Notably, Fraser has a long-held belief in the value of communication. He’s been part of groups such as the Scottish Dental Practice Based Research Network, which promotes practice involvement in research projects and working with academics. He added: “I also have a keen interest in dental informatics which helps share knowledge online. And there’s huge potential for more digital exchange between practices and practitioners.”
Information exchange is vital in his part time job as an associate lecturer with the Open University where he teaches programming. “It’s great fun. I’m a huge proponent of distance and lifetime learning. And, with most of my children being female, I’m a big advocate of addressing the gender imbalance learning STEM subjects.”
With much to occupy his time, Fraser is relaxed about the future. “I’m still happy being a solo practitioner. At the age of 57, it might be that I start thinking about different ways of moving forward. I’m quite content to continue as I always have, but if new opportunities came up I’d happily explore them.”
Follow your intuition
Fraser’s passionate interest in computing extends to a love of cyber security games and it’s an area in which he has excelled. “I admit it – I’m a geek. I like maths, programming and tackling cybersecurity challenges, and have been invited to London for face-to-face finals.

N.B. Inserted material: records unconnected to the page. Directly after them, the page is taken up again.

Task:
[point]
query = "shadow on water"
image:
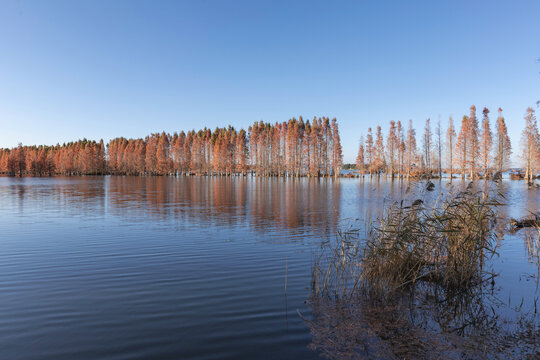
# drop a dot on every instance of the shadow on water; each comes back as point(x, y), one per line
point(261, 203)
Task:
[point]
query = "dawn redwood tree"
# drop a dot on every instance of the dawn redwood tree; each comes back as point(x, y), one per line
point(370, 152)
point(400, 143)
point(463, 145)
point(392, 146)
point(410, 145)
point(337, 152)
point(474, 143)
point(530, 139)
point(503, 148)
point(485, 142)
point(379, 162)
point(427, 147)
point(439, 147)
point(360, 158)
point(450, 142)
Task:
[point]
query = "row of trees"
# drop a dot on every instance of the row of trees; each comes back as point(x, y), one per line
point(293, 148)
point(474, 151)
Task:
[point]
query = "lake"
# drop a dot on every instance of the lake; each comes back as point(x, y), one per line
point(189, 267)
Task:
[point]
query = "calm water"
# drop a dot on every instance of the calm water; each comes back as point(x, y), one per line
point(187, 268)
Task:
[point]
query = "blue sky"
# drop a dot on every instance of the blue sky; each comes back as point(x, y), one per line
point(102, 69)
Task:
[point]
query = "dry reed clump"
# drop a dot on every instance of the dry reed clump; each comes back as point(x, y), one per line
point(446, 243)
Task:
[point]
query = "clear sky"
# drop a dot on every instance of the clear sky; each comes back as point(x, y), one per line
point(102, 69)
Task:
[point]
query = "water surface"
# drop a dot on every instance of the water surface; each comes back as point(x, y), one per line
point(185, 268)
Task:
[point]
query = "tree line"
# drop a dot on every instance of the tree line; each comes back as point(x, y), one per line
point(293, 148)
point(476, 151)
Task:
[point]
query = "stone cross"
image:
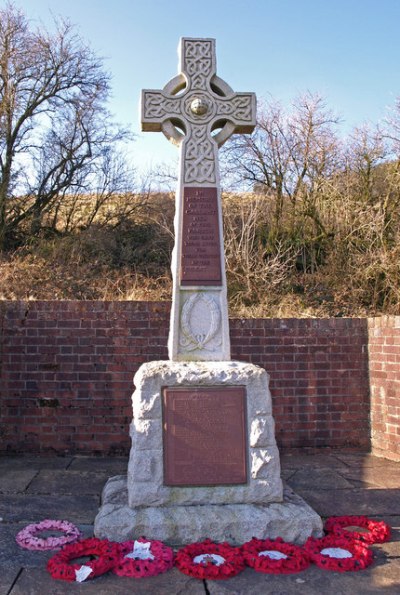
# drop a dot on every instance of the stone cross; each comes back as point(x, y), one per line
point(198, 111)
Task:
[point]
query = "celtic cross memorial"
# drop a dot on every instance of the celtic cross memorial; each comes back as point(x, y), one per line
point(204, 461)
point(198, 112)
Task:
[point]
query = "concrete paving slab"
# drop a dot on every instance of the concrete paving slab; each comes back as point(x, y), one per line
point(300, 460)
point(30, 463)
point(111, 466)
point(8, 575)
point(67, 482)
point(373, 476)
point(34, 581)
point(353, 502)
point(377, 579)
point(366, 460)
point(322, 477)
point(29, 509)
point(15, 480)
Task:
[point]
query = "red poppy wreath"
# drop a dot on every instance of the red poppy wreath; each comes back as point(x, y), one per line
point(141, 558)
point(105, 555)
point(208, 560)
point(378, 531)
point(337, 553)
point(274, 556)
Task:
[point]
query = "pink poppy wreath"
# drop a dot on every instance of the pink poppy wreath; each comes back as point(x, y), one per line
point(378, 531)
point(274, 556)
point(340, 554)
point(208, 560)
point(28, 537)
point(143, 558)
point(104, 552)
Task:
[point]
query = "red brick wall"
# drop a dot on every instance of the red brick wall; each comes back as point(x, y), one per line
point(67, 368)
point(384, 373)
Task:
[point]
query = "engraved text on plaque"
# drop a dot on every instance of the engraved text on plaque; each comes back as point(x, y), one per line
point(201, 249)
point(204, 436)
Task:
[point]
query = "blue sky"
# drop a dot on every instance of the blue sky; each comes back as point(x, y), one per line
point(346, 50)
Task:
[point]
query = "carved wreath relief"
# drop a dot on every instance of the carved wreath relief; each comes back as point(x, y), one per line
point(200, 322)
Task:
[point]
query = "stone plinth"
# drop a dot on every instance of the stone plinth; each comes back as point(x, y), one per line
point(292, 519)
point(141, 504)
point(146, 486)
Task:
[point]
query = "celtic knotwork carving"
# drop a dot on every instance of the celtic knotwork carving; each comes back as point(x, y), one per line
point(199, 158)
point(198, 62)
point(240, 108)
point(197, 328)
point(158, 106)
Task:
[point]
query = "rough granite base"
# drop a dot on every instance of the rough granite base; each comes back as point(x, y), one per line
point(145, 470)
point(293, 519)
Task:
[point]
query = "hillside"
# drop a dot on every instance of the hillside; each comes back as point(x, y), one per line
point(124, 254)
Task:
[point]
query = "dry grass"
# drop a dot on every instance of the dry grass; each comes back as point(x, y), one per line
point(127, 257)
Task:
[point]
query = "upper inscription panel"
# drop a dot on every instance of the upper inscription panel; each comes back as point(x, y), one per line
point(201, 246)
point(204, 436)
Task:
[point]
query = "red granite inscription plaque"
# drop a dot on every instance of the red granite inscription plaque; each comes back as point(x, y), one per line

Alan Turing was one of my heroes. He was a polymath, but heavily into intuition too. Co-incidentally, I think intuition is great for both maths challenges and for clinicians. There’s often a wee voice at the back of your head giving you a warning about your choice of action or a difficult diagnosis, where there’s more to the story. Is it the best course to take and is it best for the patient? As a clinician, you must learn to listen to that voice.”
Secrets and surprises
The successful nominations for Shawlands Cross Dental Practice at the Scottish Dental Awards were compiled in secret by Fraser’s wife, Clare, who works alongside him. She gathered comments from patients and presented them to him on his birthday in February before submitting the application to the awards’ judging team.
“It was a surprise to be shortlisted, and an even bigger surprise to win, especially when we picked up two awards,” Fraser said. He’s hoping his success encourages other dentists in similar situations to put themselves forward. “If I can win, so can others. There are lots of people out there doing good work for their patients and they deserve recognition.”